Türkiye’de bayanlara ve erkeklere toplumda eşit davranılmadığı algısının cinsiyetten bağımsız kabullenilmiş bir gerçeklik olduğunu görüyoruz. Toplumun 70%’i kadın-erkek eşitliğini muhafazaya yönelik maddelerin mevcut olmadığını düşünüyor. Toplumda ve iş hayatında cinsiyet eşitsizliği konusunda ortak bir kanı olsa da aile içinde eşitlik olduğu noktasında erkekler bayanlara nazaran daha olumlu. Bayana yönelik şiddetin cezasız kalması ve aile baskısı hususla ilgili en temel toplumsal meseleler olarak öne çıkmakla birlikte pandemi periyodunda de yansımalarını epeyce hissettiğimiz mesken içi ve çocuklarla ilgili sorumluluklardaki eşitsiz dağılım da dikkate alınması gereken öbür sıkıntılar. Bayanın hem toplumsal hem de aile içindeki duruşunu etkileyen mevzulardan biri olarak ekonomik bağımsızlık ve bayanı ekonomik bağımsızlığa götürebilecek kaynaklara eşit erişim de yeniden dikkat edilmesi ve uygunlaştırılması gereken toplumsal bahisler ortasında. Günümüzde hala bayanların yüzde 70’i ailesinden ve eşinden müsaade almadan çalışma hayatına katılamıyor.
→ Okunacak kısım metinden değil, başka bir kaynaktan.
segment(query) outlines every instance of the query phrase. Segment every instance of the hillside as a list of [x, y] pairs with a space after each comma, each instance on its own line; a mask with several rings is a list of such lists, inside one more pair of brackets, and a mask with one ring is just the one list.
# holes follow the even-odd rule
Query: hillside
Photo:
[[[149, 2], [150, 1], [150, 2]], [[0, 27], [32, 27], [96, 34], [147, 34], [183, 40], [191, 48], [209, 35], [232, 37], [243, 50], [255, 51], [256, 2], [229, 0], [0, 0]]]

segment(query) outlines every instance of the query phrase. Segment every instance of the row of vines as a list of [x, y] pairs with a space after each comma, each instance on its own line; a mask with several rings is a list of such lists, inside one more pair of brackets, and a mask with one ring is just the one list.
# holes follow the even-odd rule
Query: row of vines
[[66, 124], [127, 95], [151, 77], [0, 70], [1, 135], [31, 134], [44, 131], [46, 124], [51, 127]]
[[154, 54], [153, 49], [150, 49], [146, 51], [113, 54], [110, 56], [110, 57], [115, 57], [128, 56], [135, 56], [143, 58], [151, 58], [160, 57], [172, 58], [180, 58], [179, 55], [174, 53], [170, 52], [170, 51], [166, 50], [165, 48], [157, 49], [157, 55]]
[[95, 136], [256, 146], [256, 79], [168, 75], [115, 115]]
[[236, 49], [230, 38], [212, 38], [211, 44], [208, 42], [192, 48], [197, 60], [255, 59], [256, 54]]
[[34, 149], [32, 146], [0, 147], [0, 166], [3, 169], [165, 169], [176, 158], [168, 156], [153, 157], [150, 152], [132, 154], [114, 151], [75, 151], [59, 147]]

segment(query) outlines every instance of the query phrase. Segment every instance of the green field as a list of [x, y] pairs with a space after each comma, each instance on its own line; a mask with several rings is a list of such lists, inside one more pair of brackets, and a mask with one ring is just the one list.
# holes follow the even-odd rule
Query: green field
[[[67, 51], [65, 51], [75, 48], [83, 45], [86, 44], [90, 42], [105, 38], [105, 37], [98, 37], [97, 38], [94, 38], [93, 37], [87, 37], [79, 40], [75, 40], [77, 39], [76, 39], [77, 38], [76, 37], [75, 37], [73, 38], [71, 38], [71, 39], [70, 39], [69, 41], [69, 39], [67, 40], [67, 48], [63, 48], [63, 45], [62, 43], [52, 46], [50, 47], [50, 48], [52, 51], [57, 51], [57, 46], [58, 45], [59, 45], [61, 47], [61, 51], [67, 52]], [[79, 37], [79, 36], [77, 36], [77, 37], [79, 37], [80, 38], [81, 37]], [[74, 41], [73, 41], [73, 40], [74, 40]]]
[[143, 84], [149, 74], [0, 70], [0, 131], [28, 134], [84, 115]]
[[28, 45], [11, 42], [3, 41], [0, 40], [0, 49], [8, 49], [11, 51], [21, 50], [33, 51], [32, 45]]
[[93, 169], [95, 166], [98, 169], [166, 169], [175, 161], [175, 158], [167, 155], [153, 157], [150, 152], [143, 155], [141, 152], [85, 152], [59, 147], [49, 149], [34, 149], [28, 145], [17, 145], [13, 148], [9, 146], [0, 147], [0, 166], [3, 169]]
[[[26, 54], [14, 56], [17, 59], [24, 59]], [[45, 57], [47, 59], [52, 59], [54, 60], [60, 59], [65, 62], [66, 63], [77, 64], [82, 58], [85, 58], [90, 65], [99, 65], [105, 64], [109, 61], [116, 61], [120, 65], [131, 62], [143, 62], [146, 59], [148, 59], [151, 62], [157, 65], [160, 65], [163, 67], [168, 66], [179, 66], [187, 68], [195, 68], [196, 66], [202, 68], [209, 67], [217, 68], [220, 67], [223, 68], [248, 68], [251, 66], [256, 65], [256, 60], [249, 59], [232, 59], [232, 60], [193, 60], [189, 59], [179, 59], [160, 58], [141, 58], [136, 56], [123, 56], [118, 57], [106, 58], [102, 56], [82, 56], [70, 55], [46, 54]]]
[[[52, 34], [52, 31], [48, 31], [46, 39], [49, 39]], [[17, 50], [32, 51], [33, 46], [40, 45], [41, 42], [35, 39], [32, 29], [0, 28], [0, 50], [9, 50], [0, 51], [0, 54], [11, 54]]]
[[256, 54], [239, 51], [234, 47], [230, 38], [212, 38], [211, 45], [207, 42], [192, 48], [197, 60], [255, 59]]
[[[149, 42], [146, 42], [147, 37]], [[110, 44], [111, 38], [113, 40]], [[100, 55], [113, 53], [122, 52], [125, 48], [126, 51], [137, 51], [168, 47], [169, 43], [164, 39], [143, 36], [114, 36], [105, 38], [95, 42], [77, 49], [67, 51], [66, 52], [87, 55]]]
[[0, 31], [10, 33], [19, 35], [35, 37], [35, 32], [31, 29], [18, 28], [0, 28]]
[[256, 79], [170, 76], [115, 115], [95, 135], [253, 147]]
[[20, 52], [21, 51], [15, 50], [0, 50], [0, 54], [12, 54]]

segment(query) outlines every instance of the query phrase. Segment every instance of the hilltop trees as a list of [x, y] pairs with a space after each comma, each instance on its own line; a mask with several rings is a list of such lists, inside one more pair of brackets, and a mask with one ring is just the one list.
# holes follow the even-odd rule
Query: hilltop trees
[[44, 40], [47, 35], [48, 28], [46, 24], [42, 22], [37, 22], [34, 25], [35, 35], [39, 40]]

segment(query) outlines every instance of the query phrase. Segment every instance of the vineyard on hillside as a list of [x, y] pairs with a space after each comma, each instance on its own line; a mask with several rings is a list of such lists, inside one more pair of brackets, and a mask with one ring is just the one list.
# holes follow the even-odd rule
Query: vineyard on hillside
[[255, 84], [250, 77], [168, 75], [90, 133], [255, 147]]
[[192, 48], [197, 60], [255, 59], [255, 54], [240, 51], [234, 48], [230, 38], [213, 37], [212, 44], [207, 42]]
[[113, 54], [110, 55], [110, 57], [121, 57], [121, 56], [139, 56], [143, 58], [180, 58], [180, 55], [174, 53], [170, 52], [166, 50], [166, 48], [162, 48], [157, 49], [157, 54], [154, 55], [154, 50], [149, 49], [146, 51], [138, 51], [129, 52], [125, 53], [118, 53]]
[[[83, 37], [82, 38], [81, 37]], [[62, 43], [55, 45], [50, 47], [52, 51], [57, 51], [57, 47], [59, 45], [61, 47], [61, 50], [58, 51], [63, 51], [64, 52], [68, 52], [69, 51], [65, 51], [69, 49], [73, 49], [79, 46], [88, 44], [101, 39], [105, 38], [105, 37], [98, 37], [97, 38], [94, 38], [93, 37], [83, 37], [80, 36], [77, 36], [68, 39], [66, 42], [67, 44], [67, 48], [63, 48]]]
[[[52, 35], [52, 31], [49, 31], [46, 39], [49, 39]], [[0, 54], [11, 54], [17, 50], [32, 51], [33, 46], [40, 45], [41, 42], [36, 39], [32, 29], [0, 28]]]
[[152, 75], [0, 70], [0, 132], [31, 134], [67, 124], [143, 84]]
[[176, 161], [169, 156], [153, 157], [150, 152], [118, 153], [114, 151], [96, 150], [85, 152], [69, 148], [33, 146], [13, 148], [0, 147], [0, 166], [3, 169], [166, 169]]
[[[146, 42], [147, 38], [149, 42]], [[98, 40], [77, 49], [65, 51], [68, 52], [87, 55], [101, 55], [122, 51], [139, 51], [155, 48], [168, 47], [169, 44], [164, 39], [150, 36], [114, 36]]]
Yeniden benzeri sayıda bayan ekonomik özgürlükleri olmadığı için gerek konut içi gerekse de konut dışı hususlarda karar verici olamıyor. Daha eşitlikçi ve kapsayıcı toplumsal bir sistem için gerekli maddelerin olması ve hakikat halde uygulanması; birebir vakitte da toplumsal cinsiyet konusunun gerek politikler gerek medya tarafından daha gündemden bağımsız daha somut ve süreklilik içinde önceliklendirmesi ve sahiplenilmesi bu mevzuyla ilgili toplumsal beklentiyi de karşılayacak ve güzelleşme sağlayabilecek birinci aksiyonlar üzere görünüyor.”